Depuis le XVIIIème siècle et la Révolution Industrielle, la production se base presque uniquement sur des considérations liées à la productivité et au rendement, faisant de la croissance économique le seul objectif à poursuivre et relayant les activités d’artisanat au statut de reliquat du passé. L’accent est désormais mis sur les grosses entreprises et la distinction est créée entre le bien produit, sa valeur et le travailleur qui le produit. Ainsi, la production industrielle tend de plus en plus vers l’uniformisation de la production, exploitant les matières premières de manière non durable ni responsable et mettant de côté toute la démarche créative liée à l’artisanat. Les travailleurs industriels sont alors souvent considérés comme des outils, des machines, dont le seul rôle est celui de reproduire à grande échelle une production standardisée sans exploiter le potentiel présent en chaque travailleur. Ce mode de production a amené aujourd’hui à la disparition de beaucoup de formes d’artisanat, alors s’avère mieux répondre aux critères de bien-être, d’insertion sociale ou d’écologie, mais aussi de lutte contre la pauvreté.

Yaniv Golan CC2.0 BY-SA
Yaniv Golan CC2.0 BY-SA

L’artisanat se propose donc comme une réponse aux problèmes liés aux modes de production actuel car il rencontre 8 objectifs cruciaux développés ci-dessous :

1)Création d’emploi pour les personnes ayant des difficultés à en trouver

Un avantage de l’artisanat est qu’il représente une alternative pertinente au marché du travail traditionnel. Alors que certaines personnes ont des difficultés à trouver un emploi, notamment par faute de qualification, l’artisanat crée des emplois à partir de la variété de compétences existant déjà et pouvant être exploitées directement.

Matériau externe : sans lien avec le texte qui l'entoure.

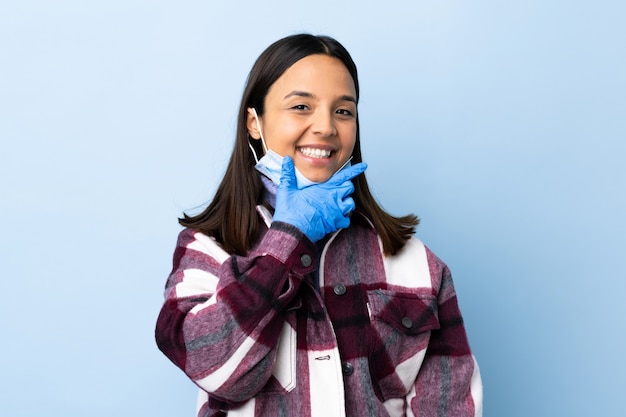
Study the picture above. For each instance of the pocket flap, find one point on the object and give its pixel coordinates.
(408, 313)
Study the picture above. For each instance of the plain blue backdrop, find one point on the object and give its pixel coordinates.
(501, 124)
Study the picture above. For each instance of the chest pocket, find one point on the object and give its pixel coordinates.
(400, 327)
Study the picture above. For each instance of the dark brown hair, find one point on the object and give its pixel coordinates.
(231, 217)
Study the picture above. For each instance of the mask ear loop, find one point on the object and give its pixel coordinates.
(256, 117)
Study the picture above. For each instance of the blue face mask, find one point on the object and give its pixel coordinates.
(271, 163)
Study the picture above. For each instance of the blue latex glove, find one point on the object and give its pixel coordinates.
(318, 209)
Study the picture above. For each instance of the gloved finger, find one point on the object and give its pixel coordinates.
(345, 189)
(288, 173)
(342, 222)
(348, 173)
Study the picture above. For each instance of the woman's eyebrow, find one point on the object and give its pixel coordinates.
(299, 93)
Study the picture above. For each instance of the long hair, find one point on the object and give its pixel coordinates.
(231, 217)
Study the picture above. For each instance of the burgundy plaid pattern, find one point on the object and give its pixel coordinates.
(381, 337)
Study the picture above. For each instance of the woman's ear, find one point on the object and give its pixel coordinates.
(252, 125)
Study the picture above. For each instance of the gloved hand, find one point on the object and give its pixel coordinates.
(318, 209)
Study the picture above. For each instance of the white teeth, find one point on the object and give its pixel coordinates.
(315, 153)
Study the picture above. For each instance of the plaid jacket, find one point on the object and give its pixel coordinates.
(375, 336)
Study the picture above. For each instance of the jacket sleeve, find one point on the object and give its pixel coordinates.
(222, 316)
(449, 382)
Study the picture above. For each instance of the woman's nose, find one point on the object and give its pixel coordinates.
(323, 124)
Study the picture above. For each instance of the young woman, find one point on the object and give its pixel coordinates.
(294, 293)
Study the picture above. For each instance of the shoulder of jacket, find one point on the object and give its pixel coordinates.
(198, 241)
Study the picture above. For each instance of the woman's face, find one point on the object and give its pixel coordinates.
(310, 115)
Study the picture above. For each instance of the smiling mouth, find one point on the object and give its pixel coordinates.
(315, 152)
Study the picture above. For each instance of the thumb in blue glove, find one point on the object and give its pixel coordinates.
(318, 209)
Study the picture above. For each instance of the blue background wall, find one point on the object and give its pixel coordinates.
(501, 124)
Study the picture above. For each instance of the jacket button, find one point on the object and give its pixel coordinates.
(347, 368)
(306, 260)
(339, 289)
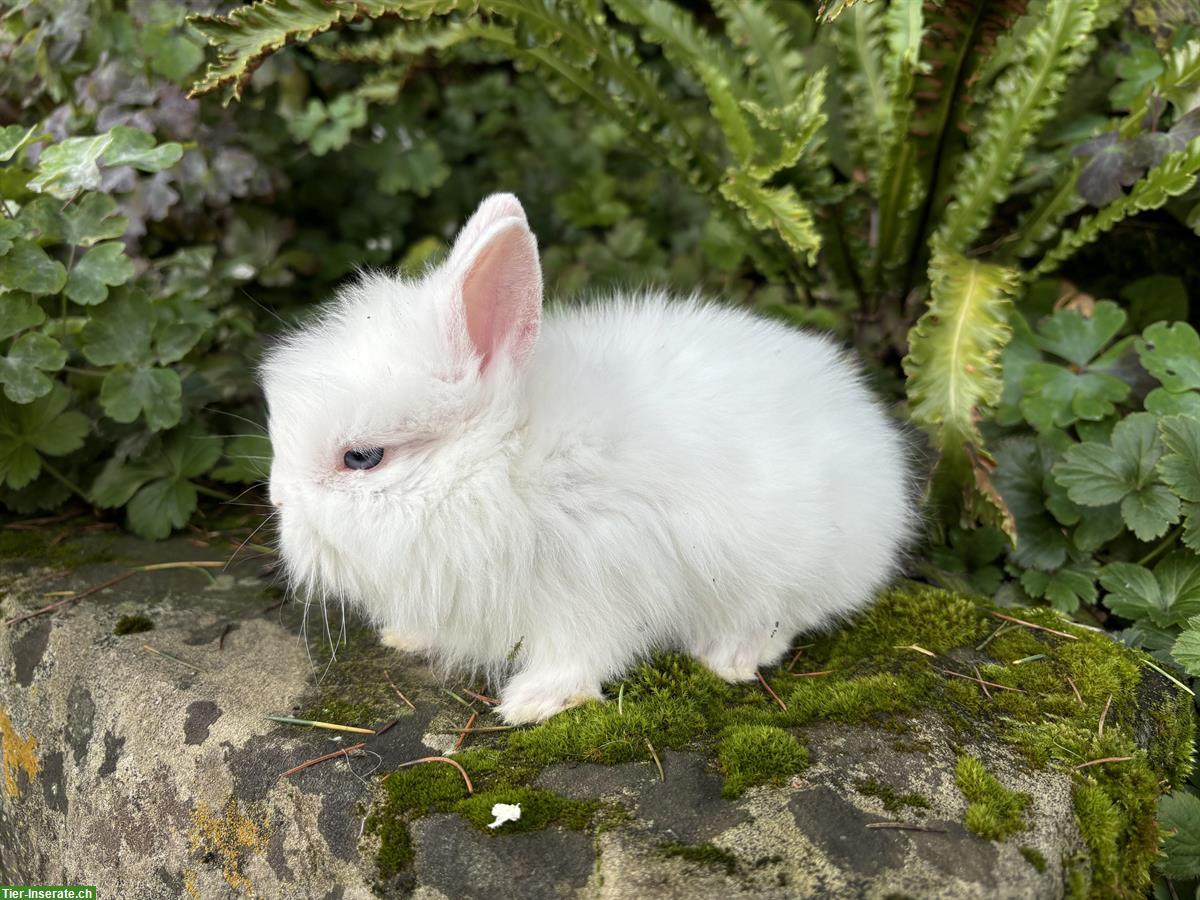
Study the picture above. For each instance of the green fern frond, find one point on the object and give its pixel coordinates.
(1021, 102)
(829, 10)
(954, 377)
(900, 185)
(399, 43)
(250, 34)
(1044, 220)
(861, 42)
(792, 132)
(772, 61)
(1174, 177)
(774, 209)
(689, 47)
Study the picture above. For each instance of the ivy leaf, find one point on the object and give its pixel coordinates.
(9, 232)
(1167, 597)
(1162, 402)
(136, 148)
(119, 331)
(1055, 396)
(156, 490)
(1021, 465)
(102, 267)
(160, 507)
(91, 220)
(1122, 472)
(1180, 466)
(1171, 353)
(1065, 588)
(28, 268)
(13, 138)
(70, 166)
(249, 460)
(1077, 337)
(33, 430)
(125, 394)
(18, 312)
(1156, 298)
(1179, 821)
(21, 371)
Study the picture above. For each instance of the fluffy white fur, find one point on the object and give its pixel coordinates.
(642, 473)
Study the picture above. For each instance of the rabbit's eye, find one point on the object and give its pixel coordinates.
(363, 459)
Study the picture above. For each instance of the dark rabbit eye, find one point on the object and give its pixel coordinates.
(363, 459)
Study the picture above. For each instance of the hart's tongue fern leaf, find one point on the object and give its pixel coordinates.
(895, 166)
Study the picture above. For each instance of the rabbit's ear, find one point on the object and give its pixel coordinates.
(499, 277)
(491, 210)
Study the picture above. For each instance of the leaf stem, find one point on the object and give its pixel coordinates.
(1163, 545)
(213, 492)
(75, 489)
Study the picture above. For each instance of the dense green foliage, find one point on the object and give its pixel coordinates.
(907, 175)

Ainsi, le projet de Creative Handicraft en Inde est de fournir un revenu aux femmes de familles désavantagées. Elles fabriquent alors des vêtements, des sacs, ou autre textiles, ou encore vendent quotidiennement aux entreprises de la région des paniers-repas, ce qui leur permet de s’assurer un revenu

2) Valorisation des savoir-faire traditionnels

L’artisanat est une forme de création qui s’appuie sur des connaissances et des savoir-faire traditionnels déjà présents au sein des territoires qui le développent, valorisant ceux-ci. De plus, l’artisanat promu par l’approche coresponsable qui se base sur les savoirs individuels et collectifs, notamment chez les personnes âgées, les adapte aux conditions actuelles (technologies, etc...) C’est le cas du projet Craft Network, né en 1999, qui se concentre sur les connaissances profondes des artisans locaux et travaille à la conservation de l’héritage rural de ces expressions artistiques artisanales, ancrées à un territoire et représentatives de leur culture locale.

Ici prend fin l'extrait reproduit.